Fresh frozen plasma and red cells (or whole blood) should be available for emergency transfusion if needed. Bleeding may occur in patients with normal coagulation parameters. Prophylactic administration may be considered in cases at highest risk, and administration of vitamin K can also be considered – particularly in cats.

The author typically recommends laparoscopic surgical biopsies in the majority of cases. Surgical techniques have the advantage of producing larger biopsies, and allow visualisation of the liver to enable targeted sampling, inspection of other abdominal organs, and monitoring for haemorrhage. Laparoscopy is typically less invasive, but requires specialist equipment and experience. Laparotomy can be performed by most vets, but is more invasive; it is particularly recommended if a surgical intervention is anticipated, such as in biliary tract obstruction, to remove a mass lesion, or to allow biopsy of other organs, such as lymph nodes, pancreas or intestine.

Cats frequently suffer from concurrent inflammatory enteropathy, hepatopathy and pancreatitis (triaditis), and sampling of multiple organs may be valuable, depending on the clinical presentation.

Percutaneous biopsies have the advantage of being less invasive and expensive, but owing to the small size, may be non-diagnostic or inaccurate. In addition, particularly in cats, percutaneous biopsies have been associated with major bleeding⁷ and automated devices have high rates of death due to suspected vasovagal reactions⁹. Automated percutaneous biopsy needles should not be used in cats. The technique requires experience and is difficult to perform in small livers or in the presence of ascites. Additionally, monitoring for post-procedure haemorrhage is difficult.

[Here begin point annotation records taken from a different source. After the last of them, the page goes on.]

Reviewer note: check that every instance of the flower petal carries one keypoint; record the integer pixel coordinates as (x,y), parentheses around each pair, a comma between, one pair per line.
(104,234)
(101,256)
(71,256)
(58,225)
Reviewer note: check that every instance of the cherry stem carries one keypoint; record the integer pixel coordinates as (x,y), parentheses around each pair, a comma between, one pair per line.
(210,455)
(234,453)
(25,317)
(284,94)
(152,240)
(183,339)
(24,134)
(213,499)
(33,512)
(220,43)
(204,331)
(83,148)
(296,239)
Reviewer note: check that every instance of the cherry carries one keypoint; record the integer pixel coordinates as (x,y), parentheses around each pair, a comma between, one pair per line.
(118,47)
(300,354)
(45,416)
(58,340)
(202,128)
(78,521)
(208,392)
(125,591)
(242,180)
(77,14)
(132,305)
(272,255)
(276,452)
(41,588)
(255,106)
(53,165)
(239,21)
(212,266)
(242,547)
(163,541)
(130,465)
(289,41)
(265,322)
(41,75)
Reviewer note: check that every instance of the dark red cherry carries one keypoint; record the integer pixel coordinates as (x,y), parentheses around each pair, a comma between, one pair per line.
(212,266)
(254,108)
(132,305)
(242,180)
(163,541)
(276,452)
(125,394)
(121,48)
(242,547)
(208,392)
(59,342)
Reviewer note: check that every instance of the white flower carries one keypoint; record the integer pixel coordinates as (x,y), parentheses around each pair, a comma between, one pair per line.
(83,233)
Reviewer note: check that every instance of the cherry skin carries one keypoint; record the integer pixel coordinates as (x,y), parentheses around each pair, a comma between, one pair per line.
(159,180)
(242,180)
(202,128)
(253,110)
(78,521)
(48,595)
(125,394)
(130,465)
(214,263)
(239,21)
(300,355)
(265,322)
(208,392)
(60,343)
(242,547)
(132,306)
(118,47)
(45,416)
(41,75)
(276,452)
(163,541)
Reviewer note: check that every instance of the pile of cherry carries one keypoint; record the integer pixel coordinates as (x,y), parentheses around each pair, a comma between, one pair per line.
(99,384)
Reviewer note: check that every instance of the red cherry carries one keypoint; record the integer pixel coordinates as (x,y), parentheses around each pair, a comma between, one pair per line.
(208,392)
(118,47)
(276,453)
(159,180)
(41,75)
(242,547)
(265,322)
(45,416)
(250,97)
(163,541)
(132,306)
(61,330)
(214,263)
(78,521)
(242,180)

In addition to taking several biopsies for histopathology, samples can be taken for quantification of copper/heavy metals and aerobic/anaerobic culture. In the majority of cases, the author would concurrently obtain a bile sample for cytology and bacterial culture, which can be particularly valuable for the diagnosis of bacterial cholangitis/cholangiohepatitis.

Additional investigations

A few cases may be investigated using other diagnostic procedures. Leptospirosis is an important cause of acute hepatopathy in dogs, meaning PCR and/or serology should be considered in possible cases – particularly those that present with concurrent acute kidney injury. A case series of chronic hepatitis cases, without obvious renal involvement, have been attributed to leptospirosis, which were diagnosed using fluorescence in situ hybridisation, a technique that can be useful where bacterial infection is suspected¹⁰.

An important differential diagnosis for congenital PSS is congenital portal vein hypoplasia without portal hypertension (also known as microvascular dysplasia). Typically, small breed dogs usually present without clinical signs, but may have markedly elevated bile acids, and other features of PSS. A definitive diagnosis requires ruling out macroscopic shunting, best performed with CT, and histopathology. Alternatively, measurement of serum protein C activity can be helpful, as levels less than 70% are seen in the majority of cases of PSS (88%), but are rare in portal vein hypoplasia (5%)¹¹.